MAs and blood vessels were selected by using local thresholding technique in green channel. Artefacts due to image background were identified by contrast, variance and standard deviation information; blood vessels were segmented by wavelet transform technique. Removal of background and blood vessels from the fundus images left initial MA candidates. Based on shape parameters (eccentricity, aspect ratio and circulatory) and calculated features (energy, standard deviation and variance), the candidates were filtered using Curvelet coefficients. To further reduce false positives, color features like intensity in HSV channels and standard deviation and variance in HSV and RGB channels were used.

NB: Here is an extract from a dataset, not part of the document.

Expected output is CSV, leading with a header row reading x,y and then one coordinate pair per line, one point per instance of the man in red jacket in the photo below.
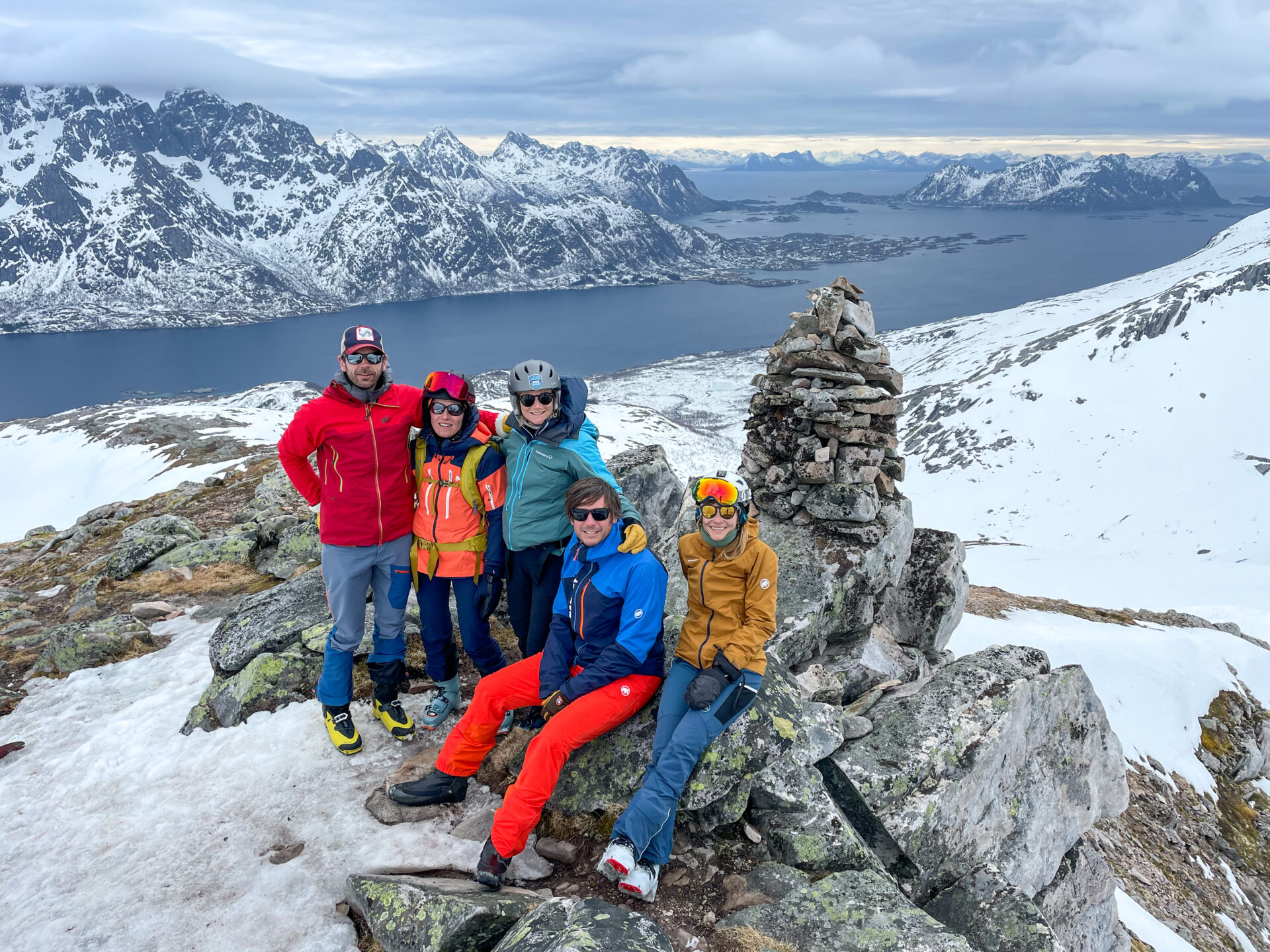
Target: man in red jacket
x,y
360,429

Validation was performed using publically available ‘Retinopathy Online Challenge (ROC)’ dataset. The dataset consists of 50 training images with ground truth and 50 test images. Out of those 50 training images, 37 images contain MAs (336 MAs in total). The proposed algorithm was evaluated with all those 37 images. Our method detected 125 MAs thus achieving 37.2 % sensitivity with 74.89 false positives per image (FPPI). The experiment result was compared with published results (refer to Table 1). Adal achieved better sensitivity and specificity by using a total of 64-SURF descriptors, three features from Radon space and two image patch features, in contrast to our 19 features (6 color features, 5 shape parameters and 8 statistical features). Lazar constructed peak map and extracted MA candidates using hysteresis thresholding. Regions of interest (ROIs) were manually selected. Our approach is however fully-automated.


A MA detection system based on local thresholding and Curvelet transform has been proposed. The system performance was evaluated with other existing techniques. Compared with the state-of-the-arts, it uses significantly less feature size (hence faster computation) and is fully automated while achieving comparable results.  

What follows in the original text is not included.